Extemporaneous musings, occasionally poetic, about life in its richly varied dimensions, especially as relates to history, theology, law, literature, science, by one who is an attorney, ordained minister, historian, writer, and African American.
Monday, August 8, 2016
TOWARDS A REVOLUTIONARY GESTALT
TOWARDS A REVOLUTIONARY GESTALT
"Examining the record of past research from the vantage of contemporary historiography, the historian of science may be tempted to explain that when paradigms change, the world itself changes with them. Led by new paradigms, scientists adopt new instruments and look in new places. Even more important, during revolutions scientists see different things when looking with familiar instruments in places they have looked before....
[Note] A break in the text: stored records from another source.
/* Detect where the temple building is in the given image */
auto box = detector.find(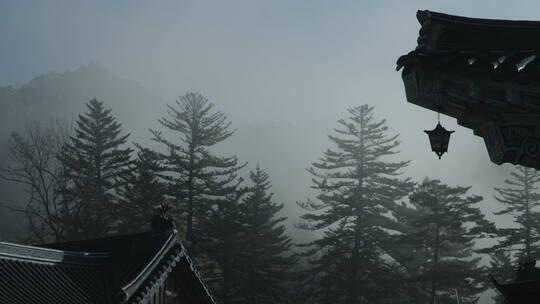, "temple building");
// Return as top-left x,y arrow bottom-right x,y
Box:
397,11 -> 540,304
0,216 -> 215,304
397,11 -> 540,169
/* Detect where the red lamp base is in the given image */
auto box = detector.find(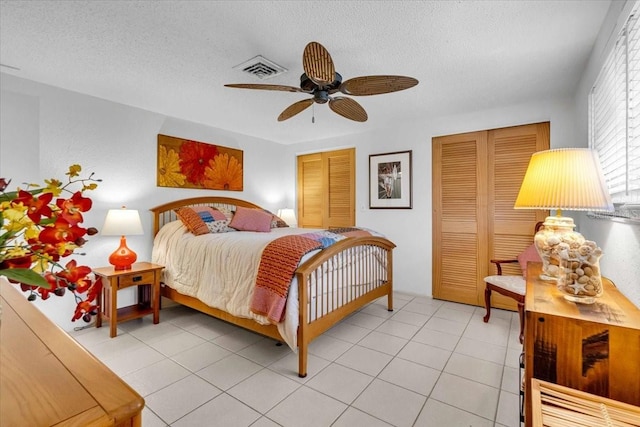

"It is as elementary prototypes for these transformations of the scientist's world that the familiar demonstration of a switch in visual gestalt prove so suggestive. What were ducks in the scientist's world before the revolution are rabbits afterwards... Only after a number of transformations of vision does the student become an inhabitant of the scientist's world, seeing what the scientist sees and responding as the scientist does. The world that the student then enters is not, however, fixed once and for all by the nature of the environment on the one hand, and of science, on the other. Rather, it is determined jointly by the environment and the particular scientific tradition that the student has been trained to pursue. Therefore at times of revolution, when the normal scientific tradition changes, the scientist's perception of his environment must be re-educated--in some familiar situation he must learn to see a new gestalt. After he has done so, the world of his research will seem, here and there, incommensurable with the one he had inhabited before."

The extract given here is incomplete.